One month prior to presentation, she developed neck pain; disc protrusion at C5-C6 was detected by magnetic resonance imaging. The patient was prescribed valdecoxib, 20 mg twice a day (b.i.d.), for 2 wk. Her neck pain resolved. However, towards the end of this treatment period, she developed left-sided pleuritic chest and shoulder pain after a 6-h car ride. She was started on cyclobenzaprine, 10 mg b.i.d., and continued on valdecoxib. Her left-sided pain abated gradually. However, 18 d later, she developed right-sided chest and shoulder pain. A diagnosis of left iliac vein thrombosis and bilateral pulmonary emboli was based on a computed tomography scan. She was heparinized and continued on therapy with warfarin, 5 mg b.i.d., and enoxaparin, 60 mg b.i.d. Despite this, a ventilation-perfusion scan performed 13 d later showed multiple pulmonary emboli (Figure 1).
(A) After inhalation of 20.1 mCi of Xenon-133 gas, scintigraphic images were obtained in the posterior projection, showing uniform ventilation to lungs.
(B) After intravenous injection of 4.1 mCi of Technetium-99m-labeled macroaggregated albumin, scintigraphic images were obtained, shown here in the posterior projection. This and other views showed decreased activity in the following regions: apical segment of right upper lobe, anterior segment of right upper lobe, superior segment of right lower lobe, posterior basal segment of right lower lobe, anteromedial basal segment of left lower lobe, and lateral basal segment of left lower lobe.

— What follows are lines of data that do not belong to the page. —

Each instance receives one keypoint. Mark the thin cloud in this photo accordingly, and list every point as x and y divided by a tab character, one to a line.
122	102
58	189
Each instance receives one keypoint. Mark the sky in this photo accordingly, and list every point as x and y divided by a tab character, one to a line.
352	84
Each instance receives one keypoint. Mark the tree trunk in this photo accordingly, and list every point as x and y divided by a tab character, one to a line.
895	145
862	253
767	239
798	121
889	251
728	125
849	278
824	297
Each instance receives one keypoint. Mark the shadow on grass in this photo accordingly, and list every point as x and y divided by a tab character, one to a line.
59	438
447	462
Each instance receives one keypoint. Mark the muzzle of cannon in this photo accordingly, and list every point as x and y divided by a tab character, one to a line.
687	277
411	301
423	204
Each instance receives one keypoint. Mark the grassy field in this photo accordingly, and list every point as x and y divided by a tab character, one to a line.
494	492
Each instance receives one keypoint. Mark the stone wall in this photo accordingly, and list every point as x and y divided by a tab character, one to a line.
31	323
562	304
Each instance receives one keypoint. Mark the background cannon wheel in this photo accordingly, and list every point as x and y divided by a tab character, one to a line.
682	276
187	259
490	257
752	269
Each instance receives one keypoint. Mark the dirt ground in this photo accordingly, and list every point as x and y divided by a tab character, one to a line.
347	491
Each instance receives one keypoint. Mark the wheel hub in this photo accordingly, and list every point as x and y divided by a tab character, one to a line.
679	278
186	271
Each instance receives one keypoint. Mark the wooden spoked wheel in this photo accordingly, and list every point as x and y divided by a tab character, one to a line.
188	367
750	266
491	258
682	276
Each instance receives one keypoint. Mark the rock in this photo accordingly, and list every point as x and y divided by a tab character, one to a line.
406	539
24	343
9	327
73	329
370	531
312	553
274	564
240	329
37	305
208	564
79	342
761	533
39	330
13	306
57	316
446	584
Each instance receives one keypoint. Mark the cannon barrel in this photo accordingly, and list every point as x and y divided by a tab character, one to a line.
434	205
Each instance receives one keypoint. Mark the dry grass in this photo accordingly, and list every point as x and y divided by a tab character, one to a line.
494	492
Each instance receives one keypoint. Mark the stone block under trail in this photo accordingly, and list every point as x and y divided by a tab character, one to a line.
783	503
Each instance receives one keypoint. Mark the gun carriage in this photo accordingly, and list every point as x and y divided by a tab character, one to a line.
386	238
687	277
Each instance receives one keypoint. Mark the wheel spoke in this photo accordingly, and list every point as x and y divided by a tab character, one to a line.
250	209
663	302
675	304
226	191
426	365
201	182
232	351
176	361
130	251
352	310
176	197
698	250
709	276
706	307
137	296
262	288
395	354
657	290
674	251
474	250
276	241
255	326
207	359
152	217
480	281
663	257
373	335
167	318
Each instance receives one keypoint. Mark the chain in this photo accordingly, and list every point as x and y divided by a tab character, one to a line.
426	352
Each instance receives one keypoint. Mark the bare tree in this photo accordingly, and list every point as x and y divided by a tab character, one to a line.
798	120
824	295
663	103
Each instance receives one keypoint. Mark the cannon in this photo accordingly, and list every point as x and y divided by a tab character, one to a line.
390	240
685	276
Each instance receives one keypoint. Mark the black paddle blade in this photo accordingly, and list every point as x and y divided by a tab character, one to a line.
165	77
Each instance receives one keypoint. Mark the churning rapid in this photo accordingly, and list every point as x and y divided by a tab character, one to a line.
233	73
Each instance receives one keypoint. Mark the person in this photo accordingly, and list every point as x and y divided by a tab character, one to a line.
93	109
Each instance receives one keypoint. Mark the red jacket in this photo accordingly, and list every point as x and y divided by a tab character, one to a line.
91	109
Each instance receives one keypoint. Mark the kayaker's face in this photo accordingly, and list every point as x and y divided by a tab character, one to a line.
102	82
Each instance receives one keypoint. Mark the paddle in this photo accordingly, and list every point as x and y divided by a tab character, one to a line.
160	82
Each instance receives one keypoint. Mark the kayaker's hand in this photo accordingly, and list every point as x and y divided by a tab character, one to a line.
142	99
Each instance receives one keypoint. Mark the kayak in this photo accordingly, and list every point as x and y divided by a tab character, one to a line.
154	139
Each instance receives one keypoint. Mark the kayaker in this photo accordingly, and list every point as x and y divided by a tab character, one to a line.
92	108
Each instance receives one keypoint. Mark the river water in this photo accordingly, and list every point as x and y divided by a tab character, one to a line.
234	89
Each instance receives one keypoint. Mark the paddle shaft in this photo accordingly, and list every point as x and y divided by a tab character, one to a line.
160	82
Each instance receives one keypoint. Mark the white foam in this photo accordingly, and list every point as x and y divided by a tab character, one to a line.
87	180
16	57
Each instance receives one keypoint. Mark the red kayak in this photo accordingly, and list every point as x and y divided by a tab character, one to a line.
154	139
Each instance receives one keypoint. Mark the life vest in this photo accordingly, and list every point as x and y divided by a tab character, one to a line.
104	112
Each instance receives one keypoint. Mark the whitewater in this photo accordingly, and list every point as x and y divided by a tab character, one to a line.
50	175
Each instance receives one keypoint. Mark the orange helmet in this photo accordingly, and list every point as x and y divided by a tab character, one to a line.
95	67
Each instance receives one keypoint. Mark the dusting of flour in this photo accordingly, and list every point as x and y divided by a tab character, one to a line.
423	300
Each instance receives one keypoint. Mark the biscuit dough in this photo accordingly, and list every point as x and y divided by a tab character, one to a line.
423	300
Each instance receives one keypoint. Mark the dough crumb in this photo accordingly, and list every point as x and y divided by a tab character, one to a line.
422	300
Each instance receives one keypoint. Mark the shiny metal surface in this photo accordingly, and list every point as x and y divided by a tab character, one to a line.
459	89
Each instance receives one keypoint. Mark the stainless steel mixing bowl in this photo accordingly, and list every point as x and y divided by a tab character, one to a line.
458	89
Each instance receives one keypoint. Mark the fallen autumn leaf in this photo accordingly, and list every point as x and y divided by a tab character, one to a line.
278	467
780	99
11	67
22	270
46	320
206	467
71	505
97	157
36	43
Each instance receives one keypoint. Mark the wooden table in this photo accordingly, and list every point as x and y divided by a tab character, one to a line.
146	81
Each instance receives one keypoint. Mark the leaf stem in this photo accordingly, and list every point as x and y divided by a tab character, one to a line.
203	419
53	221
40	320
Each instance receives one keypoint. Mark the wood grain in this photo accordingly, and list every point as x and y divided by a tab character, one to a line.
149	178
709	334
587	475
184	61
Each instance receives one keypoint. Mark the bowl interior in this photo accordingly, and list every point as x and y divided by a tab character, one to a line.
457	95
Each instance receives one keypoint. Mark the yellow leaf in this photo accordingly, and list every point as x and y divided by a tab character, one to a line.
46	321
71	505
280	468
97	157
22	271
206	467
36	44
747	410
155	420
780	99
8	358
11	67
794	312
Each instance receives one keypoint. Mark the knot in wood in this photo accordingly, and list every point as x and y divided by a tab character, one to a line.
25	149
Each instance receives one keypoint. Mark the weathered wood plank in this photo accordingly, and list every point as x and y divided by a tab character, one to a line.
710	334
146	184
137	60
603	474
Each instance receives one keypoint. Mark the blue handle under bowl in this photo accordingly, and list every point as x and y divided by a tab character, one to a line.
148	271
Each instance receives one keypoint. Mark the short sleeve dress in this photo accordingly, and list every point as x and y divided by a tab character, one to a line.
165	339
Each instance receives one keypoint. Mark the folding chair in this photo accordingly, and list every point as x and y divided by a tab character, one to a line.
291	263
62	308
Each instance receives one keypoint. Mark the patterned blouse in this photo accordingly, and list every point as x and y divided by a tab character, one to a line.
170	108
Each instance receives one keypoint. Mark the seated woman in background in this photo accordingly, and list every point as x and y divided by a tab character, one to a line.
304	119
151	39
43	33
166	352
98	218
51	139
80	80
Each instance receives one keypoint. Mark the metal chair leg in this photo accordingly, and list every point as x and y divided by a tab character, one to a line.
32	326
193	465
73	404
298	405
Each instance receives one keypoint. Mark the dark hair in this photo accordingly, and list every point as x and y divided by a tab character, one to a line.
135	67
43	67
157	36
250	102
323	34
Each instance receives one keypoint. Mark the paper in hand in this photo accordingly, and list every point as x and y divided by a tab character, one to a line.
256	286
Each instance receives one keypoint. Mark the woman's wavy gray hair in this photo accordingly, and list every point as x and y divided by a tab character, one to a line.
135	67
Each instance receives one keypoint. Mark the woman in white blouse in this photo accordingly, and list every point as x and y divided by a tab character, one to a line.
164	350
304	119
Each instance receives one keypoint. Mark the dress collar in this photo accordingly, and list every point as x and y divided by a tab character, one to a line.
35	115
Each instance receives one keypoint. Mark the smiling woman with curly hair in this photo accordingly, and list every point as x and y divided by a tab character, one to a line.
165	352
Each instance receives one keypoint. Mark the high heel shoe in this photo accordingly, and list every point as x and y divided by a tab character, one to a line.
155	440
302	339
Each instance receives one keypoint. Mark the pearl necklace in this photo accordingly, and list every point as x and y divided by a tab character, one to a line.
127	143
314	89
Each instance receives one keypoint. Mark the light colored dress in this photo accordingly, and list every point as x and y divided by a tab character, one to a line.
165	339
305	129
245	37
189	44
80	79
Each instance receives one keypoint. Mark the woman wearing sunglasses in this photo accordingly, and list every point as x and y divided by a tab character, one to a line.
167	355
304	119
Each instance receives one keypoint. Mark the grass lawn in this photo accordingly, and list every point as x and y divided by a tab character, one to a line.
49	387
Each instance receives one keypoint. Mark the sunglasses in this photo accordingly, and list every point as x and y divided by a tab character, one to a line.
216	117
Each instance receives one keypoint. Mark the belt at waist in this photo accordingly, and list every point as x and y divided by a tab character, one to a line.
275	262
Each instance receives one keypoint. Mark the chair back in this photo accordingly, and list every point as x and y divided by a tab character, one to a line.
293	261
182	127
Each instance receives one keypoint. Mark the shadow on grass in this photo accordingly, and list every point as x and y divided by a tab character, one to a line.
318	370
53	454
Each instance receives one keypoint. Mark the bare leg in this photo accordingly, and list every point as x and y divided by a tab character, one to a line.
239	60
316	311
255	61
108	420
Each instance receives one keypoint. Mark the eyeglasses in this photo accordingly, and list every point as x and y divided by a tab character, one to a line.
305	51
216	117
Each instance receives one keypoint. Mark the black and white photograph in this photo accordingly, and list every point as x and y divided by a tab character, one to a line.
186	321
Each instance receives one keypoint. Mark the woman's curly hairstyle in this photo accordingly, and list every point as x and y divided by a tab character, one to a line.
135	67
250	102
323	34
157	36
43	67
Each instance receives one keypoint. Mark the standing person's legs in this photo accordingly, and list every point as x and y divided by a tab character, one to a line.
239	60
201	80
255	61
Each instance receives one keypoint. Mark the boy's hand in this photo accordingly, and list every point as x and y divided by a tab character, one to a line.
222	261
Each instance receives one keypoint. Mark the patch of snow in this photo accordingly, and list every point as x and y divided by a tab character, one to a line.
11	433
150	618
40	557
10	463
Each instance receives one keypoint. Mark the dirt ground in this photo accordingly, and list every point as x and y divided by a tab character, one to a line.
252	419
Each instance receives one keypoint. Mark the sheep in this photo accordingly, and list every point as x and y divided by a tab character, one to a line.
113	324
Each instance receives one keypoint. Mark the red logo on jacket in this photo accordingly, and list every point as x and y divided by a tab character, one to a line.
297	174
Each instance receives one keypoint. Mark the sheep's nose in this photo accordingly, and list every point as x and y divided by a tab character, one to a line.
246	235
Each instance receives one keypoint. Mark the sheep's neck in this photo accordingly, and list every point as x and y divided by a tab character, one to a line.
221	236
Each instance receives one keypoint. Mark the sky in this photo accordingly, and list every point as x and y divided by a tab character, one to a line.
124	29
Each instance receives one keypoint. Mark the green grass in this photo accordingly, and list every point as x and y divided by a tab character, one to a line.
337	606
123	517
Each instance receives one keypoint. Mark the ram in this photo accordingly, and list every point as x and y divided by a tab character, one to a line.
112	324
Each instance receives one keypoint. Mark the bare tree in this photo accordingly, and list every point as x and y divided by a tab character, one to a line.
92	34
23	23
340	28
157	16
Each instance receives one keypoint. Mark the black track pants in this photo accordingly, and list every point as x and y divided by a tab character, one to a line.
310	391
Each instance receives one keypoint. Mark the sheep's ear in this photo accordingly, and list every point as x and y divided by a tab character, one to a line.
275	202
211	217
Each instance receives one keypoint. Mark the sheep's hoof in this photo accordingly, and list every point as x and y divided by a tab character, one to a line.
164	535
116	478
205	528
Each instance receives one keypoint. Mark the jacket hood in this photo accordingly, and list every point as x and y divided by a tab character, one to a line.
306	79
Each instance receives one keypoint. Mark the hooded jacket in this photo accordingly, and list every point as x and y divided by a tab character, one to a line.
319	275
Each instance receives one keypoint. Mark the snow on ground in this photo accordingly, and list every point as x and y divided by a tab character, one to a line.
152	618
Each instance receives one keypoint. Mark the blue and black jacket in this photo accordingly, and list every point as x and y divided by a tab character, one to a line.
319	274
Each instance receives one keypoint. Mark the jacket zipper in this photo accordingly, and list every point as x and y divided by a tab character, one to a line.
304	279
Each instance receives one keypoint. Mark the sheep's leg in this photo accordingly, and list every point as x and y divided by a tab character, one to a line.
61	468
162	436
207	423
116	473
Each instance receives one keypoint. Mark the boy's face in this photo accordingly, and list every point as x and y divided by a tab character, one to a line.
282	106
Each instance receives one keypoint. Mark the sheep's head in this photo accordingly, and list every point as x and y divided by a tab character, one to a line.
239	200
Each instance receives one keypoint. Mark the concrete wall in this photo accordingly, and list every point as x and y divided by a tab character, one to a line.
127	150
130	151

Currently, the patient is on warfarin, 2.5 mg daily, while completing a 6-mo warfarin regimen. Her warfarin is well tolerated and otherwise the patient is in good health.
DISCUSSION
Coxibs, selective inhibitors of cyclooxygenase-2 (COX-2), increase the risk of myocardial infarction and stroke [1–3], prompting concern for patients with established cardiovascular disease. Caution may also extend to individuals predisposed to thrombosis by genetic or environmental factors.
Risk factors for spontaneous thrombosis include oral contraceptives, genetic predisposition to a hypercoaguable state, and prolonged periods of stasis [4–6]. At least two risk factors pertained to this patient.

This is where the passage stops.